Наступил тот краткий миг, когда оба они, два самых могущественных человека в карательном аппарате Рейха, стояли друг напротив друга и смеялись — смехом, который походил на лай гиен, обнаруживших, что падаль, которую они собрались жрать, внезапно подала признаки жизни — как быстро начался так быстро и умер. Смех этот был таким громким и таким ненатуральным, что, продлись он еще минуту, с потолка, пожалуй, посыпалась бы штукатурка.
Они вдруг посмотрели друг другу в глаза.
Взгляд Гейдриха, обычно холодный и оценивающий, на сей раз напоминал взгляд человека, заглянувшего в бездну и обнаружившего там собственное отражение, причем отражение это подмигивало и делало непристойные жесты.
Взгляд Гиммлера, в свою очередь, был трещиной, пробежавшей по стеклу.
Краска заливала щеки рейхсфюрера. Это был не румянец смущения — это был цвет стыда, того самого стыда, который, по его собственному мнению, был присущ лишь дегенератам и французам. Пенсне предательски запотело.
Гейдрих, чье лицо, напротив, побелело, как мраморная статуя, выставленная на мороз, заметил это первым. Как истинный профессионал сыска, он мгновенно сопоставил факты и пришел к выводу, который его категорически не устраивал. Он резко отвел глаза и уставился на портрет фюрера с такой мольбой, словно хотел, чтобы фюрер сошел с холста и лично засвидетельствовал его гетеросексуальность.
Гиммлер, поймав мгновение для себя, круто развернулся на каблуках. Разворот этот был проделан с ловкостью, удивительной для человека его комплекции. Теперь он снова стоял лицом к окну, к тому самому серому берлинскому двору, который, при всей своей унылости, был, по крайней мере, свободен от неудобных аллюзий.
Смех смолк. Тишина, пришедшая ему на смену, была тягучей и вязкой.
Гиммлер заговорил, не оборачиваясь. Голос его внезапно обратно обрел ледяную торжественность, с которой он обычно вещал о судьбах германской нации.
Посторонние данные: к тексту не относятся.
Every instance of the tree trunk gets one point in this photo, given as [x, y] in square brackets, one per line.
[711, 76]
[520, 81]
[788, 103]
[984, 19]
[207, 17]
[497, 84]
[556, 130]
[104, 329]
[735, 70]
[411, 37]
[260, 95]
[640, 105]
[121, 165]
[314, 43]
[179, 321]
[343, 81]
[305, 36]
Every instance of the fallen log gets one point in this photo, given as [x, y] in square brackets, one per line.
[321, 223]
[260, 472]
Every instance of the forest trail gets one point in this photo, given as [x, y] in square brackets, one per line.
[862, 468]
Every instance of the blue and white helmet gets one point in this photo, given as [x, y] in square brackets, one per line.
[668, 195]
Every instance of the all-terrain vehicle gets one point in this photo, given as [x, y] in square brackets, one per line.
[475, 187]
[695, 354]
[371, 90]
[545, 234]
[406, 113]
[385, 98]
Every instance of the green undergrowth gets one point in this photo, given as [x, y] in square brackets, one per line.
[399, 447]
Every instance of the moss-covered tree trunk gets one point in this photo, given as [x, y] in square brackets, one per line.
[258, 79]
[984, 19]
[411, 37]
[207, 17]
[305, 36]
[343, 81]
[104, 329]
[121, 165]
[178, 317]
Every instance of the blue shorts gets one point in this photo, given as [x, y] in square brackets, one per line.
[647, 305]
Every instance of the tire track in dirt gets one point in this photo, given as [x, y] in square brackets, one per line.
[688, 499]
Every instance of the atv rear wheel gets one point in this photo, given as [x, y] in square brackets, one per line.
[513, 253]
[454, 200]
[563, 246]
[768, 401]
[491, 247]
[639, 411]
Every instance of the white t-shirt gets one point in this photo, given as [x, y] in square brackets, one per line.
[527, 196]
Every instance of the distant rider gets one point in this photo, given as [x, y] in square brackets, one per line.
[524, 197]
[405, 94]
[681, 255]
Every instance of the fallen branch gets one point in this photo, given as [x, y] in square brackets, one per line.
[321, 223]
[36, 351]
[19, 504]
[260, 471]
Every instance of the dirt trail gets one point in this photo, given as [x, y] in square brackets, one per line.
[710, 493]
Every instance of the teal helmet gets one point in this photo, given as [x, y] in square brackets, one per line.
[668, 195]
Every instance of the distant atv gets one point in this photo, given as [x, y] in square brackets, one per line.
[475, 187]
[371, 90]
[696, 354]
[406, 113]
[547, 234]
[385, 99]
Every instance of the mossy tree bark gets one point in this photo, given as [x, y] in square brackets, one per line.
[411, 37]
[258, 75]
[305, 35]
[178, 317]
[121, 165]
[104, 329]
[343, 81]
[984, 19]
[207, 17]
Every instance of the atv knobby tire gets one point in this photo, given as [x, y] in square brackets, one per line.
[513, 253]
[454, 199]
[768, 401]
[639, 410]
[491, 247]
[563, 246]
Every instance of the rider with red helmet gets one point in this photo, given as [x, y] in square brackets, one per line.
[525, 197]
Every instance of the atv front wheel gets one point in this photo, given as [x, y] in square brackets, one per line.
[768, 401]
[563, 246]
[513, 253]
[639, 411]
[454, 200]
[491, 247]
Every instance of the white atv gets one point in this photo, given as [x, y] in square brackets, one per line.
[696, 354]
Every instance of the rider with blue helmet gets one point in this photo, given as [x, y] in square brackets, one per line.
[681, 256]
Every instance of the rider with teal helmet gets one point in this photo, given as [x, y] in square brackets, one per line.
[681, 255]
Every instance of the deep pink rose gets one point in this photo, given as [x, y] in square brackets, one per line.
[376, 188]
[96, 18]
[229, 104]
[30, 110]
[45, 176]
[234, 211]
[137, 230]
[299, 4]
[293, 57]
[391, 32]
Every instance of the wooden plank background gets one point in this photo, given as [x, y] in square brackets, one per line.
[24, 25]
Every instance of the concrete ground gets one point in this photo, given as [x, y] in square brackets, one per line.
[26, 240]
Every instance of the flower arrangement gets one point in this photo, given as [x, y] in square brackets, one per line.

— Знаете, Гейдрих, — произнес он, — я только что осознал всю чудовищную опасность нашего промедления. Дело не только в политике. Дело в гигиене. Мы должны покончить со всем этим... — он поморщился, подыскивая слово, достаточно емкое, чтобы вместить все его отвращение, — со всем этим нарывом как можно быстрее. Иначе зараза распространится. Рём... этот человек — ходячий рассадник. Бациллоноситель. И если мы не примем меры, он заразит своим... своим... — рейхсфюрер запнулся, ибо даже в гневе не решался произнести это вслух, — ...своим поведением еще... кого-нибудь.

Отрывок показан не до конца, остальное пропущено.